With the first wave of free agency over, NFL teams are turning more attention to setting their boards in anticipation of the 2015 NFL Draft. With that in mind, College Football 24/7 is releasing Lance Zierlein's top-10 lists at each position -- today it is offensive linemen. To view Zierlein's full scouting report on each prospect in NFL.com's Draft Tracker, click on the player's name.
Zierlein's bottom line: Like former Hawkeye Riley Reiff, Scherff has measurables and traits to play tackle in the league but might be better suited to play guard. More powerful than explosive, Scherff is not a scheme-specific talent and can maul or move in run game. Road-grader with pancake-man potential, but has holes in his pass protection that will be exposed on the next level -- especially at tackle.
Zierlein's bottom line: Big and powerful with a right tackle's play strength and demeanor, but enough foot quickness to protect on the left side. Peat has the physical tools to be an upper-echelon run blocker with pass-protection ability, but he needs to improve his technique in order to protect with consistency. Peat has been well-coached and is one of the most game-ready offensive linemen in this year's draft.
Zierlein's bottom line: Like veteran Houston Texans tackle Duane Brown, Clemmings played high school basketball and was a late switch to the offensive tackle position in college. There are holes in his protection technique and he must learn to trust his feet. Clemmings will continue to learn the position and improve. He has the physical traits to become a Pro Bowl left tackle if he can handle the move to that side. Confidence could become an issue with his pass protection unless he develops selective amnesia when beaten.
Zierlein's bottom line: An elite-level tackle when he exited the high school ranks, Humphries relies on his superior athleticism and fist-fight mentality rather than an improved skill set and steady technique. He might always have an issue with being a leaner, but his hand placement should improve with more work and coaching. When he improves in that area, he could become a solid NFL starter on the left side.
Zierlein's bottom line: Brawling right tackle or guard prospect in the NFL who has had a level of success in the hyper-competitive SEC West. Lacks athleticism to be a consistent left tackle, despite his snaps there in college. Collins plays with a mean streak that is evident in every game, and could come in and start right away in a power-running game as a guard.
Zierlein's bottom line: While they have different body types, Flowers will have some of the same strengths and flaws 2014 first-round pick Greg Robinson had coming in.
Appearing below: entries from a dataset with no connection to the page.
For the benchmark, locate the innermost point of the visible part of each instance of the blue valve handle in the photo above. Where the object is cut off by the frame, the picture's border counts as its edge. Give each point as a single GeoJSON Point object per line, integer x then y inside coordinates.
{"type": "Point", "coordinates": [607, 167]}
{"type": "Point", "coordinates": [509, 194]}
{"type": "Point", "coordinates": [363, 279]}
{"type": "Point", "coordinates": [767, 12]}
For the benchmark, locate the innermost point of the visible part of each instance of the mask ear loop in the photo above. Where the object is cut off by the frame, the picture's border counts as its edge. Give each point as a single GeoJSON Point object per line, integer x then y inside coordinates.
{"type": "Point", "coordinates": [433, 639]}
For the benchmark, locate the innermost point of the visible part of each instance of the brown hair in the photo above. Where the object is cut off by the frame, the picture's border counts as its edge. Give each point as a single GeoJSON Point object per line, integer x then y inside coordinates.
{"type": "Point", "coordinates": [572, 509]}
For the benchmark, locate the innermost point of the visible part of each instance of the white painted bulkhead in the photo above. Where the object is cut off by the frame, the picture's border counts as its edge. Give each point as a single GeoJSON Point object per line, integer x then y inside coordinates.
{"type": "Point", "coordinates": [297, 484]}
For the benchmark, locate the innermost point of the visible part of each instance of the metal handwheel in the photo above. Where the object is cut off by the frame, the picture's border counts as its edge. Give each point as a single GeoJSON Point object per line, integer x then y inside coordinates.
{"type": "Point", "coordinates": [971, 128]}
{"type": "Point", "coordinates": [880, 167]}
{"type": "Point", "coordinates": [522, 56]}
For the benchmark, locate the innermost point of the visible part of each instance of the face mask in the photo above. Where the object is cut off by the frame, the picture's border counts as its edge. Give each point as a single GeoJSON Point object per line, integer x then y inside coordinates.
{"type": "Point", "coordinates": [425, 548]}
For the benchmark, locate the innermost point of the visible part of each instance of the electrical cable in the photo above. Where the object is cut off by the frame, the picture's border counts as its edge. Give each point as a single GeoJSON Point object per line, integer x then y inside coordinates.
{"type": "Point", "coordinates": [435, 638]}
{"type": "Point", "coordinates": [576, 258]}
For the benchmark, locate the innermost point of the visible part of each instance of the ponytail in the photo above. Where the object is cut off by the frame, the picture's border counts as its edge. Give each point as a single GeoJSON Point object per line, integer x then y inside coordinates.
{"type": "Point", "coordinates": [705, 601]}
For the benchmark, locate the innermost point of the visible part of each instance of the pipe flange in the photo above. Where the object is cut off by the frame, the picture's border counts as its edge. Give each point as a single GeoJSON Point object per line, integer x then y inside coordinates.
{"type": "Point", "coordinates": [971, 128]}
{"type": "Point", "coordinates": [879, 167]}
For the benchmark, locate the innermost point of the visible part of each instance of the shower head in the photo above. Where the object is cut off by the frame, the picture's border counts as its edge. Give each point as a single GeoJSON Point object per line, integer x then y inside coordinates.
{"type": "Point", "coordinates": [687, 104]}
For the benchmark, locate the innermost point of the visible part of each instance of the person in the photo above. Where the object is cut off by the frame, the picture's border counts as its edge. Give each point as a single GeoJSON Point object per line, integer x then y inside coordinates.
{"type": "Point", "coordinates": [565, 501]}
Flowers has the size, feet and talent to be a very good left tackle, but he will be a work in progress unless he can eliminate some of the balance issues that could plague him.
Zierlein's bottom line: NFL evaluators are very worried about Ogbuehi's core strength and ability to anchor in pass protection, but some of his anchor issues could be improved with technique work -- especially where his hands are concerned. He should be a plus run blocker, especially on stretch plays, but needs to add strength and work on technique if he is to reach his play potential. Ogbuehi's bowl-game injury (torn ACL) could hurt his draft standing, but his traits and potential might be able to keep him in the first round.
Zierlein's bottom line: Consistent four-year starter for the Gamecocks. He has technique issues that need to be coached up in pass protection, but he also has the talent to improve in that area. Powerful drive-blocker who uses leverage to fire out and generate instant movement in tight spaces. He is best-suited to a power scheme. Cann has the plug-and-play traits that could make him an instant starter.
Zierlein's bottom line: Three-year starter on a line full of wide-bodies, Jackson entered the 2014 season as one of the top-rated guard prospects, but failed to distinguish himself. Has the talent to be a dependable, quality NFL starter, but he needs to work on weight and conditioning in order to improve his feet and reach his potential.
Zierlein's bottom line: Three-year starter who doesn't look the part in his uniform, but teams should worry more about how the dish tastes rather than how it is plated. With surprising feet to pair with good length and balance, Havenstein has the tools to be a starting right tackle in the league. He will be adequate when asked to zone block, but he can fire out and use his hips to leverage defenders out of run lanes.